Article ID | Journal | Published Year | Pages | File Type |
---|---|---|---|---|
2822951 | Infection, Genetics and Evolution | 2016 | 5 Pages |
•TIRAP plays a critical role in malaria since malarial 'toxin' GPI signals through TLR2•Heterozygous mutants for TIRAP (S/L) polymorphism are protected from development of severe malaria as well as mortality•Patients with homozygous mutation (S/L) were 16 fold more susceptible to mortality by malaria•TIRAP (S180L) Homozygous mutant (L/L) are susceptible to malarial death.
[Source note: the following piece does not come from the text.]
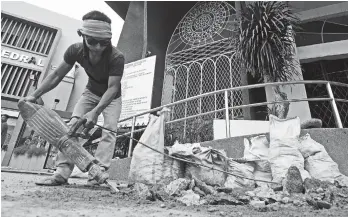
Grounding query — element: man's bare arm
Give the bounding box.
[31,61,73,99]
[93,76,122,115]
Toll-interleukin-1 receptor domain containing adapter protein (TIRAP) plays a crucial role in TLR2 and TLR4 signaling pathways. Glycosylphospatidylinositol (GPI), considered a toxin molecule of Plasmodium falciparum, interacts with TLR2 and 4 to induce an immune inflammatory response. A single nucleotide polymorphism at coding region of TIRAP (S180L) has been reported to influence TLRs signaling. In the present study, we investigated the association of TIRAP (S180L) polymorphism with susceptibility/resistance to severe P. falciparum malaria in a cohort of adult patients from India. TIRAP S180L polymorphism was typed in 347 cases of severe malaria (SM), 232 uncomplicated malaria and 150 healthy controls. Plasma levels of TNF-α was quantified by ELISA. Heterozygous mutation (S/L) conferred significant protection against MOD (multi organ dysfunction), NCSM (non-cerebral severe malaria) as well as mortality. Interestingly, homozygous mutants (L/L) had 16 fold higher susceptibility to death. TIRAP mutants (S/L and L/L) were associated with significantly higher plasma TNF-α levels compared to wild type (S/S). The results of the present study demonstrate that TIRAP S180L heterozygous mutation may protect patients against severe malaria and mortality.